De manera tranquila y serena, Catalina supo armonizar la oración y la total dependencia de la Divina Providencia con una actividad intensa fuera de lo común. Incisivamente alegre, en sintonía con el Espíritu Santo, superaba barreras y facilitaba sus gestiones en el terreno de la justicia social. En los últimos dieciocho años de su vida, Catalina Drexel quedó reducida a una casi completa inactividad por su enfermedad. Durante este periodo se dedicó por completo a una vida de adoración contemplación como había sido su deseo durante toda su vida.
Murió el 3 de marzo de 1955, en Conwells Heights.
A través del testimonio profético de Catalina Drexel, la Iglesia en los EE.UU. llegó gradualmente a ser consciente de la grave necesidad de un apostolado directo a favor de los afroamericanos que jamás dejara de alzar la voz contra la injusticia y tomara públicamente una clara posición ante cualquier evidencia de discriminación racial. Para sus hijas dejó de herencia de la enseñanza religiosa, la atención social a los necesitados, las visitas a las familias, la visita de pobres, enfermos y cárceles.

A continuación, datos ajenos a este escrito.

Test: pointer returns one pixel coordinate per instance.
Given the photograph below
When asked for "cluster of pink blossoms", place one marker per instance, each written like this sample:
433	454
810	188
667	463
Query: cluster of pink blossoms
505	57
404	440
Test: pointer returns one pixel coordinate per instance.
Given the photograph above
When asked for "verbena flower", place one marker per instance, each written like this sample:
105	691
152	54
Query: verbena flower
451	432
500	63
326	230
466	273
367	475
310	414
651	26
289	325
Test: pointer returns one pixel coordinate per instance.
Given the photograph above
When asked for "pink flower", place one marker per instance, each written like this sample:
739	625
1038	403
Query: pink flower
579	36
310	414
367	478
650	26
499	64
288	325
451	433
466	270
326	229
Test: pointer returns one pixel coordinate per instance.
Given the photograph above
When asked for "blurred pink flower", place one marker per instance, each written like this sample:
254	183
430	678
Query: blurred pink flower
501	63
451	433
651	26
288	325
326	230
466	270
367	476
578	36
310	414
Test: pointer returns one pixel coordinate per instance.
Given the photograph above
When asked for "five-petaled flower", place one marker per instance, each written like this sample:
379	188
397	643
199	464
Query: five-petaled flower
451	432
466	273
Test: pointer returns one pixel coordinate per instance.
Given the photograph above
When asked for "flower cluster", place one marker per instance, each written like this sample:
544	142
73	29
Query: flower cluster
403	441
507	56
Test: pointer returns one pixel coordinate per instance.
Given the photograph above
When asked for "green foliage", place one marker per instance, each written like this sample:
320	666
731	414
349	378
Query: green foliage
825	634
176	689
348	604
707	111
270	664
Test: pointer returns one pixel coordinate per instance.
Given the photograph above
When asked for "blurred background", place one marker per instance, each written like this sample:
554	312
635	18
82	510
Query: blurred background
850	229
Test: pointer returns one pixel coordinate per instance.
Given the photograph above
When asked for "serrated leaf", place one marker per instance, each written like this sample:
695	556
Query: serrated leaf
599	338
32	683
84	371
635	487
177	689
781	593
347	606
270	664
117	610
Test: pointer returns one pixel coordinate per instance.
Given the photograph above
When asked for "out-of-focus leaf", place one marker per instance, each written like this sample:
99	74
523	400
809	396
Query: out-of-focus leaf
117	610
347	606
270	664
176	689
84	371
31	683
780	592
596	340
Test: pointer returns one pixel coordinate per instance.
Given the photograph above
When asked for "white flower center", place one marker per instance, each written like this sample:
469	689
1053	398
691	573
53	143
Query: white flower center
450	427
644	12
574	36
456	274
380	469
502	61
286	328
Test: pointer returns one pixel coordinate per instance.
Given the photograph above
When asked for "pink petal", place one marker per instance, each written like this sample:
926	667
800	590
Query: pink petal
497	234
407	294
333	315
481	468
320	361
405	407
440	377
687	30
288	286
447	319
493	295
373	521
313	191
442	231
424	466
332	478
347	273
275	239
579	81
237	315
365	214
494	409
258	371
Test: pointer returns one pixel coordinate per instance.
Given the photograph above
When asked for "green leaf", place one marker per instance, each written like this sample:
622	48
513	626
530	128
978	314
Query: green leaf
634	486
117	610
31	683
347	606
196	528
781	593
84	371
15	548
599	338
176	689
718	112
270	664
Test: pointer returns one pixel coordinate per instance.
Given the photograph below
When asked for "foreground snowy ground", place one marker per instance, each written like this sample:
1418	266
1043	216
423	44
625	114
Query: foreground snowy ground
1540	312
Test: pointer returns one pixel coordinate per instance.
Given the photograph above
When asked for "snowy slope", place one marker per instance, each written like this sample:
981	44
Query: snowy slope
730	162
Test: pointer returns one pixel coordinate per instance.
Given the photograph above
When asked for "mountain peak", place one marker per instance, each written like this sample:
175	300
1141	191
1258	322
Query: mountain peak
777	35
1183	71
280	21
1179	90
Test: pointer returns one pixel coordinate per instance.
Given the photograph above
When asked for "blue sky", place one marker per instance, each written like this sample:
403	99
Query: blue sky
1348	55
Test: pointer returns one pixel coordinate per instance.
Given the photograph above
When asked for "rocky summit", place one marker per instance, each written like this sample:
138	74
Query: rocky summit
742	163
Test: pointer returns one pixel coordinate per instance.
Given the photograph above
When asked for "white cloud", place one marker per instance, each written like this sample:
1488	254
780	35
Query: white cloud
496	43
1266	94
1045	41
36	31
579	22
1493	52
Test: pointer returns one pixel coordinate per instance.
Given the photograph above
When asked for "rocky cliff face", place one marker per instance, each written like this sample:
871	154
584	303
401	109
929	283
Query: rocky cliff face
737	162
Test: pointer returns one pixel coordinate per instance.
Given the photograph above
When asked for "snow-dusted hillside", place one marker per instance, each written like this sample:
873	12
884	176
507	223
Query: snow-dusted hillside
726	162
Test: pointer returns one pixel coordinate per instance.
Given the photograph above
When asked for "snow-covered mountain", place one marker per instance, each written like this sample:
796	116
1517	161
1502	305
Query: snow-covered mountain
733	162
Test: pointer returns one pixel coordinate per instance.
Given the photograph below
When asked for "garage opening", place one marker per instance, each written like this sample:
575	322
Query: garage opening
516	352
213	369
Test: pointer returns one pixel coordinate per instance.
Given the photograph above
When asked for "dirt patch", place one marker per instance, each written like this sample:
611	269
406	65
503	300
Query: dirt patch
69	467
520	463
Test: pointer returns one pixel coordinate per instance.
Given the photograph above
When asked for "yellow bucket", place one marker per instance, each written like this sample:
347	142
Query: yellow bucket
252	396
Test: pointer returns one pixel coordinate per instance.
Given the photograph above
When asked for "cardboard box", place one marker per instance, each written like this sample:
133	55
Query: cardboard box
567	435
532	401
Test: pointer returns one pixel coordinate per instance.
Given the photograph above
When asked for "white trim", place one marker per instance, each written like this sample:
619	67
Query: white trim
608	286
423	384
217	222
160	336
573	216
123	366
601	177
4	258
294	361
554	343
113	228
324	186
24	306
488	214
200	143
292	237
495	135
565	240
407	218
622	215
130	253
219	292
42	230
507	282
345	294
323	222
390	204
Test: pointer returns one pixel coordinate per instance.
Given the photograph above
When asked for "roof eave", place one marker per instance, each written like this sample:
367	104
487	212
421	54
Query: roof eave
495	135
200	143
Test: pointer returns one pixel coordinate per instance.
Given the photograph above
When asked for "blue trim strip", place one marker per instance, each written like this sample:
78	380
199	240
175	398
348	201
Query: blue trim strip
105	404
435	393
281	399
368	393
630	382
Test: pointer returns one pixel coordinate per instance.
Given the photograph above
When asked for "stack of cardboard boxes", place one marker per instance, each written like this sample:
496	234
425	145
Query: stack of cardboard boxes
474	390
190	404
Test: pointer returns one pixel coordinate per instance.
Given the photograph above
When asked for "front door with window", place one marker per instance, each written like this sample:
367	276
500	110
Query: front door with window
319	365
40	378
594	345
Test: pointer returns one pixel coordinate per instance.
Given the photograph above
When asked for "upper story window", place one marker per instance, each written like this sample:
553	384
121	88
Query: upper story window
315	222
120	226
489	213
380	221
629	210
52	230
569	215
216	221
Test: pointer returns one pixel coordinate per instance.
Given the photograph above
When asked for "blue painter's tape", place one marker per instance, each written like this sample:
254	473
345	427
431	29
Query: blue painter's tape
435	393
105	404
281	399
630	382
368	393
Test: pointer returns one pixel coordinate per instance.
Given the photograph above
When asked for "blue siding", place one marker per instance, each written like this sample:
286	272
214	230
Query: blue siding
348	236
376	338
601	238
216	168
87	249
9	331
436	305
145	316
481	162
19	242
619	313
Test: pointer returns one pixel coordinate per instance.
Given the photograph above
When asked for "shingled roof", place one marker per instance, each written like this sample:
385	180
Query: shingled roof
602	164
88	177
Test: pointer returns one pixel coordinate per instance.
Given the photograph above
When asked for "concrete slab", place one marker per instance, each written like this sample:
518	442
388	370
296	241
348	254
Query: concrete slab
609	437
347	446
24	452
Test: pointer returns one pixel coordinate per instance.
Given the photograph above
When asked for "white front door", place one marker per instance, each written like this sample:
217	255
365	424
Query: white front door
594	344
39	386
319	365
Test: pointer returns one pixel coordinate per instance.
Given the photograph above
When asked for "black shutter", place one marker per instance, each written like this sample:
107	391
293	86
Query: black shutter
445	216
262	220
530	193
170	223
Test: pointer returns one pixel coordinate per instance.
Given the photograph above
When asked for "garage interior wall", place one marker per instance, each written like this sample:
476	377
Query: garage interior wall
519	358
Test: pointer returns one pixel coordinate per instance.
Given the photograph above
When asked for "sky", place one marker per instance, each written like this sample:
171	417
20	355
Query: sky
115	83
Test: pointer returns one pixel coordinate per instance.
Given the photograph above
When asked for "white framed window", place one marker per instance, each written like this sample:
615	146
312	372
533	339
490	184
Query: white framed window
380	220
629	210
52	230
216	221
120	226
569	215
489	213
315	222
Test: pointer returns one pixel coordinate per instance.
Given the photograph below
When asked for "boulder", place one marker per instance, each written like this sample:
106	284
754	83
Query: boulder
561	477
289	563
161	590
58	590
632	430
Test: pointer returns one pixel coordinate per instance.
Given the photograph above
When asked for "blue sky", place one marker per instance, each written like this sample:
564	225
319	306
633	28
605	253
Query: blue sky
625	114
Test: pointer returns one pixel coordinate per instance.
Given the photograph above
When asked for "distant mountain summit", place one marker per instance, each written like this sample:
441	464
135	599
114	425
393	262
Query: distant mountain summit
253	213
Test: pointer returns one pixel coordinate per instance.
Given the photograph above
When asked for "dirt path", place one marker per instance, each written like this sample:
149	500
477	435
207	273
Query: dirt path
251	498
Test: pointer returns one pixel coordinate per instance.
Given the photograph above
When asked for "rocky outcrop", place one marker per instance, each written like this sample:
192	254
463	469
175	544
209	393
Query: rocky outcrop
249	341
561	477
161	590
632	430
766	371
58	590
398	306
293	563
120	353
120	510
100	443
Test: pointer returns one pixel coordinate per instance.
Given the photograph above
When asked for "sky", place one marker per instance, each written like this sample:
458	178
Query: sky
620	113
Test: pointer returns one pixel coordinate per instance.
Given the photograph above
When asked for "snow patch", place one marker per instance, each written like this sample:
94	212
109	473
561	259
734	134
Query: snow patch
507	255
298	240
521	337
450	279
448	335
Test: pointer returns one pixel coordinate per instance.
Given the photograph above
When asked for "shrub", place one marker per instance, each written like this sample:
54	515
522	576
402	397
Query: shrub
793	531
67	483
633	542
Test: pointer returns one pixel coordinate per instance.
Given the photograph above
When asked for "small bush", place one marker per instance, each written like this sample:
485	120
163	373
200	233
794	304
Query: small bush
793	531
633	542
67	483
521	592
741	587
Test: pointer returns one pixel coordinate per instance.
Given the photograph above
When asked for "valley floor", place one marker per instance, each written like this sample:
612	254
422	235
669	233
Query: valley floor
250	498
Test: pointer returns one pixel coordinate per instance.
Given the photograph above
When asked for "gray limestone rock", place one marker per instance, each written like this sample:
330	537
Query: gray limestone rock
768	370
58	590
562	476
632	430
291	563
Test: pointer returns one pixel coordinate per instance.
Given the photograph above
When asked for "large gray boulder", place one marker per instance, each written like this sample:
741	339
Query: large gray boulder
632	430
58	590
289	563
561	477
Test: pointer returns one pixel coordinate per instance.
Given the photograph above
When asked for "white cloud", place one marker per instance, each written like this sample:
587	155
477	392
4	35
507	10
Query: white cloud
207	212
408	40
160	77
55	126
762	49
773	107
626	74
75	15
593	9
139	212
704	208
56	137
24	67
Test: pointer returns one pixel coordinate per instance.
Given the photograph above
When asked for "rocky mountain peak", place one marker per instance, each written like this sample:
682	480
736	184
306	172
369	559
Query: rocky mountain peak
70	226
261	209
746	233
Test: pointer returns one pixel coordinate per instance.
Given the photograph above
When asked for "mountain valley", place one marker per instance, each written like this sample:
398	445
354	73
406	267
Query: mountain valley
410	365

Las palabras del postulador de su causa –beatificada el 20-XI-1988 y canonizada el 1-X-2000, por Juan Pablo II– en Estados Unidos no tienen desperdicio: «Quien sabe leer con serenidad el desarrollo del cristianismo conoce un dato que a menudo ha sido minusvalorado e incluso voluntariamente callado. Una de las características peculiares de los santos es la de ser especialmente dóciles a la acción del Espíritu Santo y sensibles a las necesidades humanas. Impulsados por el amor cristiano han encontrado el modo y los caminos para ayudar a quien está en situación de necesidad. Pero lo que a menudo no se considera es que estos hombres y mujeres de Dios, con su vida y actividad, con sus iniciativas, que hay que atribuir a la acción de Dios en ellos, han sido precursores en muchas actividades e iniciativas que la sociedad civil y los mismos gobiernos hubieran debido ofrecer y por las que se han interesado justamente en virtud del estímulo que les ha llegado de quien desde tiempo estaba actuando impulsado por el espíritu cristiano».